What Are Franking Credits?
Franking credits, also known as imputation credits, are a unique feature of Australia's tax system designed to prevent double taxation of company profits. When an Australian company pays tax on its profits and then distributes those profits as dividends, the tax already paid is attached to the dividend as a franking credit.
This system recognizes that it would be unfair to tax the same money twice—once in the company's hands and again when it reaches shareholders. Franking credits allow shareholders to claim a credit for tax already paid at the company level.
How the Imputation System Works
Here's the journey of a dollar of company profit:
Step 1: Company earns profit A company earns $100 in profit.
Step 2: Company pays tax The company pays 30% company tax = $30 After-tax profit = $70
Step 3: Company declares dividend The company distributes the $70 as a fully franked dividend. Attached franking credit = $30 (the tax already paid)
Step 4: Shareholder receives dividend You receive a dividend statement showing:
- Cash dividend: $70
- Franking credit: $30
- Grossed-up dividend: $100
Step 5: Tax calculation You include $100 (the grossed-up amount) in your taxable income. Your tax is calculated on $100 at your marginal rate. You then receive a $30 credit for tax already paid.
Understanding Franking Percentages
Dividends can be:
| Type | Franking Credit | Common Examples |
|---|---|---|
| Fully Franked | 100% | Most ASX blue chips (CBA, BHP, Woolworths) |
| Partially Franked | 1-99% | Some companies with mixed income sources |
| Unfranked | 0% | Loss-making companies, foreign-based income |
The franking credit amount is calculated as: Franking Credit = Cash Dividend × (Franking % × Company Tax Rate) ÷ (1 - Company Tax Rate)
For a fully franked dividend at the 30% company tax rate: Franking Credit = Cash Dividend × 30% ÷ 70% = Cash Dividend × 0.4286
Who Benefits Most from Franking Credits?
The benefit of franking credits depends on your marginal tax rate:
Low-income earners (0-19% tax bracket): If your tax rate is lower than 30%, you receive a refund of the excess franking credits. This is why franked dividends can result in cash refunds for retirees and low-income investors.
Middle-income earners (30% tax bracket): The franking credit exactly offsets your tax liability on the dividend. You effectively receive the dividend tax-free at this bracket.

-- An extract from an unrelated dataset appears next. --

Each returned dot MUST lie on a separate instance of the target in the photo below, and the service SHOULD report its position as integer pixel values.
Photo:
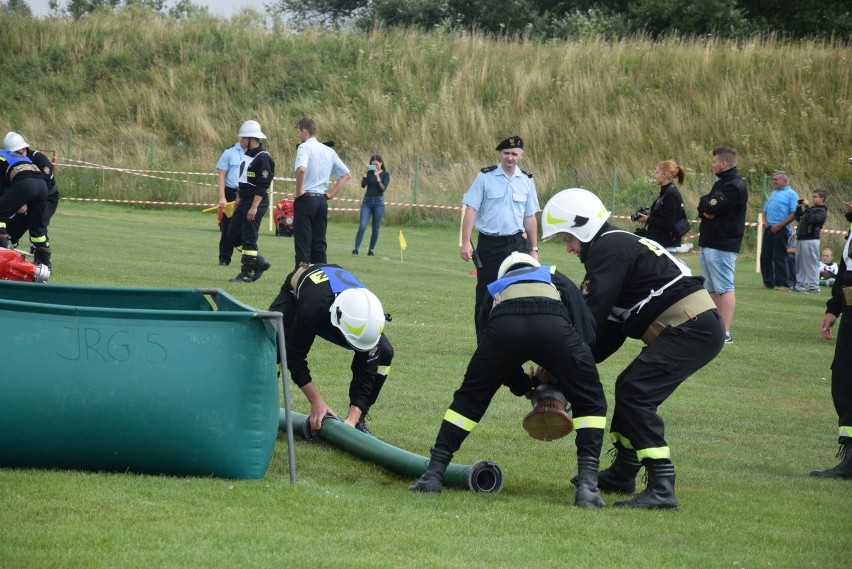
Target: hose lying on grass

High-income earners (37-45% tax bracket): You still benefit from franking credits, but you'll need to pay additional tax to bring the total tax to your marginal rate.

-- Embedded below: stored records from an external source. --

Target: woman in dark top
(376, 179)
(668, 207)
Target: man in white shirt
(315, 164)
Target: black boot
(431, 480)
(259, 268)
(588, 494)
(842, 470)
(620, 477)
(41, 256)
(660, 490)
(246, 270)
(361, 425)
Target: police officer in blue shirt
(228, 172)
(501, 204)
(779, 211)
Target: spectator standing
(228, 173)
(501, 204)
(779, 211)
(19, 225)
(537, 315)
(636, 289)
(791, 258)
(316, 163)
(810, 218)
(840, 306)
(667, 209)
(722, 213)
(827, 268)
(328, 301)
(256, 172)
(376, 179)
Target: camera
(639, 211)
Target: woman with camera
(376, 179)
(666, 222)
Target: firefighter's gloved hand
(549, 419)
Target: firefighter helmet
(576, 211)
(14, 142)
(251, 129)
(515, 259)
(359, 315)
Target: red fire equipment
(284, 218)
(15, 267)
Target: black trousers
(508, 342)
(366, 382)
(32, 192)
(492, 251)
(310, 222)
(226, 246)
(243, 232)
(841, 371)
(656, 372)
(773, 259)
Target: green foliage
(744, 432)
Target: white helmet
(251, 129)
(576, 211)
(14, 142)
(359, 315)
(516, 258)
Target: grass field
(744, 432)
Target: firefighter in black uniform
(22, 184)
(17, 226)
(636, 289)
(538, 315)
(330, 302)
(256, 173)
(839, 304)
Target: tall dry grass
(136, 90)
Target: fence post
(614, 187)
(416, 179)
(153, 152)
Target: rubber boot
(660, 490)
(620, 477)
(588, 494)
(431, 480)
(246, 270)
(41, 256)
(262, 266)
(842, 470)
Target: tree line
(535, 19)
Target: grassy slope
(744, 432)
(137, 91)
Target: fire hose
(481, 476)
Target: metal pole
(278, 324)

Example: Different Tax Brackets
Let's say you receive a $700 fully franked dividend with $300 franking credits (grossed-up: $1,000):
| Marginal Rate | Tax on $1,000 | Less Franking Credit | Net Tax |
|---|---|---|---|
| 0% | $0 | $300 | -$300 refund |
| 19% | $190 | $300 | -$110 refund |
| 30% | $300 | $300 | $0 |
| 37% | $370 | $300 | $70 to pay |
| 45% | $450 | $300 | $150 to pay |
Franking Credits in Superannuation
Super funds have special rules:
Accumulation phase: Super funds pay 15% tax, so a 30% franking credit offsets all the tax plus generates a 15% refund, reducing the fund's overall tax.
Pension phase: Most income is tax-free in pension phase. Excess franking credits are fully refundable, making franked dividends extremely attractive for SMSFs in pension mode.
Key Rules to Remember
45-day holding period rule: To claim franking credits worth more than $5,000 in a financial year, you must hold shares "at risk" for at least 45 days (90 days for preference shares). This prevents short-term trading around ex-dividend dates solely to capture credits.
Individual shareholders only: Companies cannot claim franking credit refunds—the credits only offset company tax liability.
Keep dividend statements: You need these to complete your tax return and claim the credits.
Checking Franking on Your Dividends
Your dividend statement (from the company or your broker) will show:
- Amount per share: The cash you receive
- Franking percentage: How much of the dividend is franked
- Franking credit per share: The credit you can claim
- Date: Important for the 45-day rule
Quality portfolio trackers automatically capture this information and calculate your franking credits for tax time.
Common Misconceptions
"Franking credits are free money": They're not additional money—they're recognition of tax already paid. However, for low-income earners, excess credits are refundable.
"I should only buy franked dividend stocks": Franking is just one factor. Total return (capital growth + dividends) matters more than franking alone.
"Unfranked dividends are bad": Some great companies pay unfranked dividends, particularly those with significant foreign operations or during expansion phases.
Understanding franking credits helps you make informed decisions about dividend-paying investments and accurately complete your tax return, ensuring you claim every credit you're entitled to.